"Evet, nasıl ki ism-i Hakem ve Hakîmin cilve-i âzamı ile, âzamî derecede risalet-i Ahmediyeyi iktiza ediyor; öyle de, Esmâ-i Hüsnâdan Allah, Rahmân, Rahîm, Vedûd, Mün'im, Kerîm, Cemîl,.." Burada Allah'ın isimlerinin kullanılmasının hikmeti nedir?
Allah’ın isimleri, hükümlerinin ve manalarının gereğini yapıp fiiliyat aleminde görünmek ve tecelli etmek isterler. Nasıl ressamlığa kabiliyetli olan birisi resim kabiliyetini göstermek için önce resim yapar, sonra da o resimleri sergilemek için bir sergi salonu açarsa; aynı şekilde Allah’ın her bir ismi de kendi hüküm ve manasını görmek ve göstermek ister. Hal böyle olunca Allah bütün isimlerinin mana ve hükümlerinin gereğini icra eder ve ediyor.
Mesela Allah’ın Şafi ismi kendi mana ve hükmünü gösterip icra etmek için nasıl hastalığı iktiza ediyor ise Hakem ve Hakim isimleri de insanlar içinde hakkın tespit ve tesisi için peygamberlik kurumunu iktiza ediyor. Şayet Peygamberlik kurumu olmasa Allah’ın hak ve hakikatleri insanlar içinde kendiliğinden tesis olamaz.
Rahman ve Rahim ismi sonsuz şefkat manasına geldiği için bu şefkatin gereğini dünyada icra etmek ister. Peygamberlik kurumu şefkatin en güzel anlaşıldığı ve insanları şefkate yönlendiren en önemli bir vasıta olduğu için, elbette Rahman ve Rahim isimleri bu kurumun varlığını iktiza eder.

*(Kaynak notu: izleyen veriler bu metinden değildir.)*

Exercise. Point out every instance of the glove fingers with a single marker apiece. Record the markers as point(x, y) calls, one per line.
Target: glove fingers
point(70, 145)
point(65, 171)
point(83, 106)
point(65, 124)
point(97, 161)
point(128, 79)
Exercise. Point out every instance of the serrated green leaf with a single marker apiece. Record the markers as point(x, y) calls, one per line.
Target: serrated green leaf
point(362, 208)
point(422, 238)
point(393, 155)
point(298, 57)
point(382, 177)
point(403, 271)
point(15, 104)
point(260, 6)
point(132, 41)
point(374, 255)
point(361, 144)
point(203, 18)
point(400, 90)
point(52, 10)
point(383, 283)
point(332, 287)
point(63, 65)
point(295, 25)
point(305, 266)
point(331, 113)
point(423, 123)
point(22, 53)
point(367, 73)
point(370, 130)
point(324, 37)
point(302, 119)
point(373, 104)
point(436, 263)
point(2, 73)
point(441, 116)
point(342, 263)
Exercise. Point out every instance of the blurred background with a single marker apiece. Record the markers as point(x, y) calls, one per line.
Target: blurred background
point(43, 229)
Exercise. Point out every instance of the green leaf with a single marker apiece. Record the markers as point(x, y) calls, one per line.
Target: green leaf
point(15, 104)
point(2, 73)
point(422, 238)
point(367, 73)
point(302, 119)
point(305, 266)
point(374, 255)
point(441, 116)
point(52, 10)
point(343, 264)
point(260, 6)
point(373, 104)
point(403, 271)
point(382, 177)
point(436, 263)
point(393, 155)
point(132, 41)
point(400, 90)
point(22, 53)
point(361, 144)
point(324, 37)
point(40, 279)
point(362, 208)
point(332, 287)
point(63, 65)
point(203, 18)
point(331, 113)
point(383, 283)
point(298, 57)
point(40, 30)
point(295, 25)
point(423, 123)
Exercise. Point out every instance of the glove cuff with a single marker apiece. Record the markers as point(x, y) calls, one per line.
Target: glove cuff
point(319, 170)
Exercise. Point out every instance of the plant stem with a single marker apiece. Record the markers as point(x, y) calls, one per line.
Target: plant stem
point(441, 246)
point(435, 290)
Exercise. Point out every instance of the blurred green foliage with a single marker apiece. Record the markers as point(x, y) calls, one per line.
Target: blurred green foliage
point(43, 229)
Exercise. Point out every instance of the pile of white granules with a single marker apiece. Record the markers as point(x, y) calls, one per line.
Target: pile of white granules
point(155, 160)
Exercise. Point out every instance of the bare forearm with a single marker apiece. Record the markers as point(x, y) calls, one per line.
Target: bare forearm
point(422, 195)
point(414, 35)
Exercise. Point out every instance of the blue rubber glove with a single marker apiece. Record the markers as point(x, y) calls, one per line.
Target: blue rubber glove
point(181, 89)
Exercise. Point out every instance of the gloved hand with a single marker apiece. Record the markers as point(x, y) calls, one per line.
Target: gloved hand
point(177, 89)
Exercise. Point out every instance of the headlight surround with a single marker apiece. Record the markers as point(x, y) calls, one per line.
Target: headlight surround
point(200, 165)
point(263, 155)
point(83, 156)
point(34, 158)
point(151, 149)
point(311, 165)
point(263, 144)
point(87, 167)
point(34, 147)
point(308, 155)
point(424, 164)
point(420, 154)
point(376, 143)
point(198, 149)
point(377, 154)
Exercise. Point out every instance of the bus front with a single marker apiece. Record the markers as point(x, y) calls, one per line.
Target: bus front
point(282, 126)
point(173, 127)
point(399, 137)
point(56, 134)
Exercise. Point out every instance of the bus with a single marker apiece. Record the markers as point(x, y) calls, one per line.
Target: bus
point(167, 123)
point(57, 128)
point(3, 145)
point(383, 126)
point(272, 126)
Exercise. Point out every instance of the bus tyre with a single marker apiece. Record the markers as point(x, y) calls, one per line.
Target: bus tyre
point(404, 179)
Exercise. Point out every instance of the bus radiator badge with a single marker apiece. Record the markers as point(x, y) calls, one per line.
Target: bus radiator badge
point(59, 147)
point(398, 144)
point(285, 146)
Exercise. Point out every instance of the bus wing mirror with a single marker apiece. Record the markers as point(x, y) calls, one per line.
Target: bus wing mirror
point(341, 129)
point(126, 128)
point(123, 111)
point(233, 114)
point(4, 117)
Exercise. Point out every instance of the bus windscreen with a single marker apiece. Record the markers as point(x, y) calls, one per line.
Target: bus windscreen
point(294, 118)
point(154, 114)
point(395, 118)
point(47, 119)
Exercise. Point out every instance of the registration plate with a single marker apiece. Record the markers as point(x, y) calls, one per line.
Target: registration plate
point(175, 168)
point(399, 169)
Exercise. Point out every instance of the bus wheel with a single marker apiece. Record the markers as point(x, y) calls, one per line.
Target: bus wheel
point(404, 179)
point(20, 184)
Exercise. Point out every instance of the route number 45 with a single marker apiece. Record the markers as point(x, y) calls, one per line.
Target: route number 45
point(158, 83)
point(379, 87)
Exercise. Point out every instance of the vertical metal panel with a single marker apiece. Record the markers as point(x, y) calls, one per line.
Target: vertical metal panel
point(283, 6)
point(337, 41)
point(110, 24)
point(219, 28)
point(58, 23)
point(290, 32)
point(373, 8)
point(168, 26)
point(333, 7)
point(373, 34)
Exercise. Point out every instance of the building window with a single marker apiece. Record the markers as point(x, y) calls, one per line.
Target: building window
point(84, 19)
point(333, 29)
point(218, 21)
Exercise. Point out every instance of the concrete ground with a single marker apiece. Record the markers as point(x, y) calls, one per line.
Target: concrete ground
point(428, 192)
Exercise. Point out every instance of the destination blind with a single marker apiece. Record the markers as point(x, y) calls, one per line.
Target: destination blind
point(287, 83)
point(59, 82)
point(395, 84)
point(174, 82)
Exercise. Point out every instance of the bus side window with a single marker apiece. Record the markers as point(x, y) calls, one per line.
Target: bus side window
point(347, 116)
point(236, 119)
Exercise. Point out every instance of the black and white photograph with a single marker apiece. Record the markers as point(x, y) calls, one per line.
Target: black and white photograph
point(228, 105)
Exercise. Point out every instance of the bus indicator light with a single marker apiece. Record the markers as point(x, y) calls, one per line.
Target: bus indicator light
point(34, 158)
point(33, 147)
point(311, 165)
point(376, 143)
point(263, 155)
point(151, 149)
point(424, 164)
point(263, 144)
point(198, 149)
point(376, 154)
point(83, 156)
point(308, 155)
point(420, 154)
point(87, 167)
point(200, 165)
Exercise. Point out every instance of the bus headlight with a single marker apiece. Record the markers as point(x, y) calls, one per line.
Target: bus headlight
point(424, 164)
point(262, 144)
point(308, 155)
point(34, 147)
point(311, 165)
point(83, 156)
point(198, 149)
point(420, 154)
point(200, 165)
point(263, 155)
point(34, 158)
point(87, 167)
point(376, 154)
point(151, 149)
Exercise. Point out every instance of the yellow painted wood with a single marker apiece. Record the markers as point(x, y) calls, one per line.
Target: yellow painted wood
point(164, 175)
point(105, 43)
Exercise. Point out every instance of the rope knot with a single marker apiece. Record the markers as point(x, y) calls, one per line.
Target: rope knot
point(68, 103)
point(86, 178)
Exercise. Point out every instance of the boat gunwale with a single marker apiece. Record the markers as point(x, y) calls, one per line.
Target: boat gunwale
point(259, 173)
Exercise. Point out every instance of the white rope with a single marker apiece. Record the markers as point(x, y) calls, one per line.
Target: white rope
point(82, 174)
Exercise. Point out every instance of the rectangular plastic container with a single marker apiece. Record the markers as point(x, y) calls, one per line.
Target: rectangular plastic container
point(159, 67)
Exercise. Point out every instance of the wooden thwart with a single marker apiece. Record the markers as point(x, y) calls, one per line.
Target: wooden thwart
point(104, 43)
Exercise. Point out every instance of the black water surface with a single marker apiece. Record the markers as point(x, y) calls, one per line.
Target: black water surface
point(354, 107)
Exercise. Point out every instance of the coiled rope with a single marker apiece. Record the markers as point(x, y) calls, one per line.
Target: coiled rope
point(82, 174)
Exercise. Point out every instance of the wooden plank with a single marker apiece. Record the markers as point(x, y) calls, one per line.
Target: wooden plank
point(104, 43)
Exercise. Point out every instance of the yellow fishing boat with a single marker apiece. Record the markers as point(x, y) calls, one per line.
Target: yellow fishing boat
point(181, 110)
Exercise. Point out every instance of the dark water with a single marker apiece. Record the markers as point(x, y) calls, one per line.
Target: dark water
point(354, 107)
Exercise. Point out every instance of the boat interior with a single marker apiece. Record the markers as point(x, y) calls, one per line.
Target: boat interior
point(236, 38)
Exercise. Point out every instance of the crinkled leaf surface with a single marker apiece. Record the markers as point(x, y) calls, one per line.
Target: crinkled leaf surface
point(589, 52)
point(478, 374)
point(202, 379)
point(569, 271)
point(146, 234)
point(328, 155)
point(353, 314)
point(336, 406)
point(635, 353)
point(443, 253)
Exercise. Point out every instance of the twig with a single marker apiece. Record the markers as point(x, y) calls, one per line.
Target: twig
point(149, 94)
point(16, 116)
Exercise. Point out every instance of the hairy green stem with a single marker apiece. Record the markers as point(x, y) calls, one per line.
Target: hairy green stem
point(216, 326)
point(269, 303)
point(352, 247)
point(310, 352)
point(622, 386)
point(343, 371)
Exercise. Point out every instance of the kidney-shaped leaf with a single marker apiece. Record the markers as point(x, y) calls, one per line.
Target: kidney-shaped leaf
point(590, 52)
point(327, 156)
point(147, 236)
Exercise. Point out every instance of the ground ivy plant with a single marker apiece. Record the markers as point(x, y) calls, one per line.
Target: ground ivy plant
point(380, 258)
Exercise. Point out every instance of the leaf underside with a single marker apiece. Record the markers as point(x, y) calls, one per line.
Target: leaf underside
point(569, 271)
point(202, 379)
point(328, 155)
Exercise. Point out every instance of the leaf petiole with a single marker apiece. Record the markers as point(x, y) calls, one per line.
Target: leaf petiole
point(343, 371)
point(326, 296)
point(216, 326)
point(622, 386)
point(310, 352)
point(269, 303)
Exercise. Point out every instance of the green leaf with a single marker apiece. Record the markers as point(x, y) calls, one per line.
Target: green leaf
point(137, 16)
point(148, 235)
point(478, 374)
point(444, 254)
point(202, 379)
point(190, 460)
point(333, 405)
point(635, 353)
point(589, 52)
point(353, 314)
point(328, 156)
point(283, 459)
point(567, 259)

Nasıl adaletin tesisi için adliye sarayları gerekli ise insanlar arasında şefkat ve adaletin tesis edilmesi için de peygamberlik kurumu gereklidir. Zira insanlar kısa ve nakıs fikri ile adaleti kendi başlarına tesis edemiyorlar. Bunun için Allah’ın hakemliğine ihtiyaç vardır ki bu hakemlik peygamberler vasıtası ile insanlar arasında tesis ediliyor.
Özet olarak Allah’ın her bir ismi kendi mana ve hükmü gereği peygamberlik kurumunun varlığını iktiza ediyor. Bu sebeple ki Allah insanların içinden yüz yirmi dört bin peygamber seçmiş ve bu isimlerin gereğini ifa ettirmişler.